Darfur: the Economics Behind a Humanitarian Crisis
From 2003 the Darfur conflict has created one of the world’s worst humanitarian crises, long before the fallout of Yemen, Syria, and South Sudan. In 2004, Jan Egeland, the Under-Secretary-General of the UN for Humanitarian Affairs, described the situation as “ethnic cleansing.” The conflict that arose from between rebels and government-backed Janjaweed militias over the treatment of non-Arabic ethnic groups in Darfur has displaced up to 2.7 million people and pushed 300,000 Sudanese refugees into the neighboring Chad.
Recent estimates during the Syrian refugee crisis put the average cost to host one refugee to be roughly $3700 a year. Adjusted for inflation, the cost that Chad had to bear each year would reach $900 million dollars, around 20% of the state’s total GDP. While the reality of Chad dedicating a fifth of its production to refugees seems far-fetched, two implications stand out. First, no matter the actual cost that Chad spent on the Darfur refugees, the amount of financial strain on its economy would be substantial. Second, Sudanese refugees are also likely to be living in poor conditions with significant impact on sanitary and health among many others.
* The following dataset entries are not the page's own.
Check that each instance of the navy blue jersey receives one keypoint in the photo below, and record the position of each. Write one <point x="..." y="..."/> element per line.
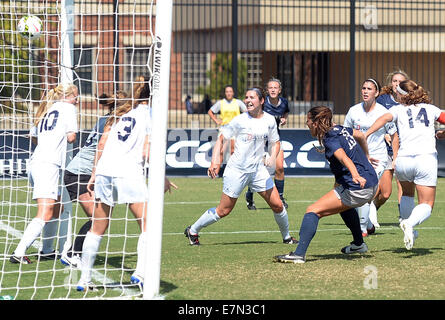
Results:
<point x="341" y="137"/>
<point x="276" y="111"/>
<point x="387" y="101"/>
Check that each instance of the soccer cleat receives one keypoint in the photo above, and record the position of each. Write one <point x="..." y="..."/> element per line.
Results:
<point x="193" y="239"/>
<point x="249" y="201"/>
<point x="408" y="234"/>
<point x="284" y="202"/>
<point x="84" y="286"/>
<point x="352" y="248"/>
<point x="22" y="260"/>
<point x="371" y="230"/>
<point x="74" y="261"/>
<point x="136" y="279"/>
<point x="48" y="256"/>
<point x="290" y="240"/>
<point x="290" y="258"/>
<point x="251" y="205"/>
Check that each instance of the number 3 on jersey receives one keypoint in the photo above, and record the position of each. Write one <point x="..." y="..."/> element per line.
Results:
<point x="422" y="117"/>
<point x="126" y="131"/>
<point x="49" y="122"/>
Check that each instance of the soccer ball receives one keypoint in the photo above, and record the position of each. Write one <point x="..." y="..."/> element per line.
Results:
<point x="30" y="27"/>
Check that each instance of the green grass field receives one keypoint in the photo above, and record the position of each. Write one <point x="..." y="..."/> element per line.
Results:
<point x="235" y="259"/>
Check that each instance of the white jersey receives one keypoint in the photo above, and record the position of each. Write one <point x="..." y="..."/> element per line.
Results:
<point x="251" y="136"/>
<point x="123" y="152"/>
<point x="415" y="124"/>
<point x="51" y="132"/>
<point x="358" y="119"/>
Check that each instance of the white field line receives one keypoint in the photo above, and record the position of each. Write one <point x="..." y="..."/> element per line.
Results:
<point x="239" y="199"/>
<point x="277" y="231"/>
<point x="96" y="275"/>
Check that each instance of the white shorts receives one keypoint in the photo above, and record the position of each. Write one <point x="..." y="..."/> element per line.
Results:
<point x="118" y="190"/>
<point x="420" y="169"/>
<point x="355" y="198"/>
<point x="44" y="178"/>
<point x="382" y="167"/>
<point x="235" y="181"/>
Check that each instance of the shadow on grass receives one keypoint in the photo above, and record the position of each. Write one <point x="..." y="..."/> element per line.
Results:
<point x="337" y="256"/>
<point x="415" y="252"/>
<point x="241" y="242"/>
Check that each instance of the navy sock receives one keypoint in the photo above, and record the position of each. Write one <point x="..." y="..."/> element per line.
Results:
<point x="352" y="221"/>
<point x="249" y="195"/>
<point x="280" y="186"/>
<point x="307" y="232"/>
<point x="78" y="242"/>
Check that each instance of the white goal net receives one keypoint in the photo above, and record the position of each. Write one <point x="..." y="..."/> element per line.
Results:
<point x="108" y="44"/>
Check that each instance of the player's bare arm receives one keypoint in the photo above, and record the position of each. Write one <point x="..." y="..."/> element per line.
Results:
<point x="217" y="156"/>
<point x="380" y="122"/>
<point x="340" y="154"/>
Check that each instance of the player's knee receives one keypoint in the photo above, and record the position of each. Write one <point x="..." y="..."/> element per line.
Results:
<point x="277" y="207"/>
<point x="385" y="194"/>
<point x="222" y="212"/>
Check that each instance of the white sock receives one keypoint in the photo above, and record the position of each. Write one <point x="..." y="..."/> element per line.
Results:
<point x="209" y="217"/>
<point x="49" y="233"/>
<point x="31" y="233"/>
<point x="363" y="214"/>
<point x="89" y="252"/>
<point x="141" y="249"/>
<point x="406" y="206"/>
<point x="65" y="228"/>
<point x="283" y="223"/>
<point x="419" y="214"/>
<point x="373" y="214"/>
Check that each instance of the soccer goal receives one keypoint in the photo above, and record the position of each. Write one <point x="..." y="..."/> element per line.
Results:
<point x="101" y="47"/>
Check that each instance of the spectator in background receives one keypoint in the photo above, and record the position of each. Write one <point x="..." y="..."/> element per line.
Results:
<point x="189" y="105"/>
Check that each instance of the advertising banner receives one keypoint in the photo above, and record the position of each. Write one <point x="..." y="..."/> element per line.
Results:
<point x="189" y="152"/>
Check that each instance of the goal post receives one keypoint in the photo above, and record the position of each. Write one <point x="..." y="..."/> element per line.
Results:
<point x="156" y="176"/>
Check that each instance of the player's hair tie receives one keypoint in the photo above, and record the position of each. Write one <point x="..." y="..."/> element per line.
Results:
<point x="375" y="82"/>
<point x="401" y="91"/>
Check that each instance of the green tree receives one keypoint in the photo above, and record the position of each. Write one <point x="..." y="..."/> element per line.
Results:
<point x="220" y="75"/>
<point x="17" y="76"/>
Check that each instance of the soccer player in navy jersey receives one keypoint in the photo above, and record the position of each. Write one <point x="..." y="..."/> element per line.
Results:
<point x="356" y="182"/>
<point x="278" y="107"/>
<point x="388" y="99"/>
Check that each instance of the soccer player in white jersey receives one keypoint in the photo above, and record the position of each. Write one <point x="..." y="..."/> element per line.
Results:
<point x="246" y="166"/>
<point x="416" y="160"/>
<point x="78" y="173"/>
<point x="118" y="177"/>
<point x="361" y="117"/>
<point x="54" y="126"/>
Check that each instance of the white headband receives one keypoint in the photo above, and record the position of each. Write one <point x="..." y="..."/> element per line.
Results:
<point x="401" y="91"/>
The question now is what the international community could do to alleviate this crisis. The US, EU, and the African Union started the diplomatic processes in 2005 that culminated in the Darfur Peace Agreement. Despite the provisions for the sharing power and a referendum, they proved not to be enough for some rebels. The lack of control over arms meant that conflict resumed. In 2008, the ICC proceeded to accuse al-Bashir of war crimes in Darfur among many others. However, prosecution would prove to be futile as Sudan did not recognize the ICC.
In 2011, an even more elaborate attempt for the West, the African Union, and Sudan’s Arab allies came together with the Doha Agreement. With more concrete cooperation between the government and the rebels, things seemed to turn to the better. Once again, the resolutions surrounded power-sharing and level of Darfur autonomy with the issue of arms resting on good faith. Unfortunately, by 2014, the Sudanese government has reinstated the Janjaweed militias into the region. By 2016, Amnesty International released compelling reports of the use of chemical weapons. Darfur was once again a battlefield.
One point stood out in these agreements were the lack of commitment of aid to Sudan and Chad for that matter. While Western states have been eager to ensure that diplomatic processes took place, there has been surprisingly little cooperation in terms of foreign aid by the international community. While the US, EU, and UN have separate programs to support the area in conflict, the lack of cooperation could limit the scales that aid could have achieved.
One must ask the relevance of the role of aid in conflict resolution. While the political logic of ensuring peace before granting aid has sound reasoning, the possibility of using aid as a tool to alleviate the conflict might be equally compelling, given the poverty in the region, as well as the dependence on arms trade.